The impact of Aeolus observations on wind and rainfall predictions

Abstract. Previous studies showed substantial improvements in upper-level wind and mass field forecasts from assimilating Aeolus wind observations. This study extends those analyses using the improved reprocessed Aeolus dataset (version B16) in experiments with the global ECMWF forecasting system spanning more than three years. Results show that zonal wind forecasts improve across the entire troposphere during the first forecast week, propagating gradually into the stratosphere, with average reductions in the Root Mean Square Error of about 0.5 %, reaching over 1.5 % in the tropical upper troposphere.
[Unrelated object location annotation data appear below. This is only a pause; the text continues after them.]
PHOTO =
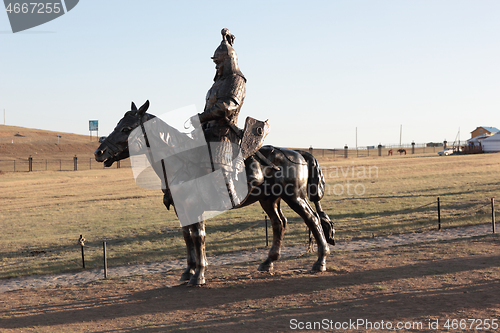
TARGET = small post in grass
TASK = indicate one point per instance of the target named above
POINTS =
(105, 260)
(493, 214)
(81, 241)
(439, 215)
(267, 239)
These improvements lead to more accurate rainfall forecasts in some regions and seasons, as measured by the Fraction Skill Score (FSS) and the Stable Equitable Error in Probability Space (SEEPS). They are largest during the winter half-year in the extratropics, particularly in the Southern Hemisphere, and appear primarily at the grid scale. The largest FSS improvements, reaching several percent, occur for 5–10 day leads and heavy rainfall categories, while SEEPS indicates modest but consistent gains in categorical precipitation skill. These results suggest that assimilating Aeolus winds improves large-scale dynamics, such as jet streams and Rossby waves, leading to more accurate long-term predictions of cyclones and fronts, and ultimately better local wind and heavy rainfall forecasts.